Highly relational people love to breathe grace.
They draw continually on the goodness and power of Jesus Christ, and then they breathe his love, kindness and wisdom into all of their relationships.
This is what the Apostle Paul had in mind in Ephesians 4:29, where he calls each of us to “give grace” to others.
“Let no corrupting talk come out of your mouths, but only such as is good for building up, as fits the occasion, that it may give grace to those who hear.”
What does Paul mean by the word “grace”? It is a rich biblical term. In a broad sense, grace often refers to the kindness of God to man (Luke 1:30). But Paul usually uses it to describe something even more wonderful, which is God’s kindness or mercy to those who do not deserve it, actually, to those who deserves just the opposite! (Eph. 2:1-5).
Breathing grace means to breathe in God’s grace, which is the undeserved love, kindness, mercy, forgiveness, strength, and wisdom that he gives to us through Jesus Christ, and then breathe it out to others, even if they do not deserve it.
We take our first deep breath of God’s grace by believing in his Son and receiving his gift of forgiveness. We can continue to breathe in his grace on a moment-by-moment basis by studying and mediating on his Word, by praying to him, by thanking him for his mercy and rejoicing in our salvation, by delighting in his character and many kindnesses, by worshiping him, by partaking of the Lord’s Supper, and by enjoying the fellowship of other believers.
As we fill our souls with his grace, he wants us to breathe it out to others. We usually do this with our words, but we can also do it with our actions.

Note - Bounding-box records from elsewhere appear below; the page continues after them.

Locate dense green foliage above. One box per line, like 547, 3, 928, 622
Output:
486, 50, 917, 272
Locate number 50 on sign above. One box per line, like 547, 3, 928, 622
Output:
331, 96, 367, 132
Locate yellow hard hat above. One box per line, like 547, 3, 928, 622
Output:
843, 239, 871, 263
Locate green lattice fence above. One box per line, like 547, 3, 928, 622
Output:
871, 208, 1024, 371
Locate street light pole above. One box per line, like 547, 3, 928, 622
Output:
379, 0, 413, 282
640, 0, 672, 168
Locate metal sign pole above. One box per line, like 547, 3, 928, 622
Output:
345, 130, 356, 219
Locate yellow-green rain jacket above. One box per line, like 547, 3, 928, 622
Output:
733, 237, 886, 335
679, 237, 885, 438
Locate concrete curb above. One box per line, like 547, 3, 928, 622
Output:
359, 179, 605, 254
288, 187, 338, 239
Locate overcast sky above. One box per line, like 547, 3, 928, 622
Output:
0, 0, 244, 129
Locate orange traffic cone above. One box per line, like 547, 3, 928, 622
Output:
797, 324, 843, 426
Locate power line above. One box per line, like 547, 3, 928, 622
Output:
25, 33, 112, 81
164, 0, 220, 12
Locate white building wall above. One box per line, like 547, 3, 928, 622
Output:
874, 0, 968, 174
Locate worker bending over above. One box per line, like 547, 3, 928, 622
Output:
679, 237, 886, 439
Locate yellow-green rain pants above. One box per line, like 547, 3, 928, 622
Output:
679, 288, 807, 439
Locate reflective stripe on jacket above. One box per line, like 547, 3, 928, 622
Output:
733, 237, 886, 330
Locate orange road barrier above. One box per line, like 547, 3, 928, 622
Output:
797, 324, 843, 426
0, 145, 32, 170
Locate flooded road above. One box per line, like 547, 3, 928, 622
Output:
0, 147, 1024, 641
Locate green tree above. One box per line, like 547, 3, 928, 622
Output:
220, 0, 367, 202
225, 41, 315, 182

This can be done in countless ways (I had to work hard to shorten the list!):
• By bringing hope through the gospel (Col. 1:5).
• By praying for others (Phil. 1:3-6).
• By bringing encouraging words, a cheerful look, or good news to others (Prov. 15:30; 16:24).
• By reading Scripture to others (1 Thess. 2:13).
• By giving a gentle answer in response to anger (Prov. 15:1).
• By bringing laughter and music to others (Ps. 126:2).
• By looking for the good in others instead of the bad (Prov. 11:27).
• By making charitable judgments about others, that is, believing the best about them until you have facts to prove otherwise (Matt. 7:12; 1 Cor. 13:7).
• By confessing your wrongs and acknowledging God’s mercy (Ps. 51; 1 Tim. 1:15-17).
• By drawing attention to EGG’s (evidences of God’s grace) in other people’s lives (1 Cor. 1:4-9).
• By gently showing others their faults (Gal. 6:1).
• By appealing for mercy on behalf of others (1 Sam. 25:1-38).
• By forgiving others as God has forgiven us (Luke 23:34; Eph. 4:32).
The more deliberately you breathe in the grace of God today, the more you will breathe out his grace to others … and experience the kind of relationships that reflect his love and extend his kingdom (John 13:34-35).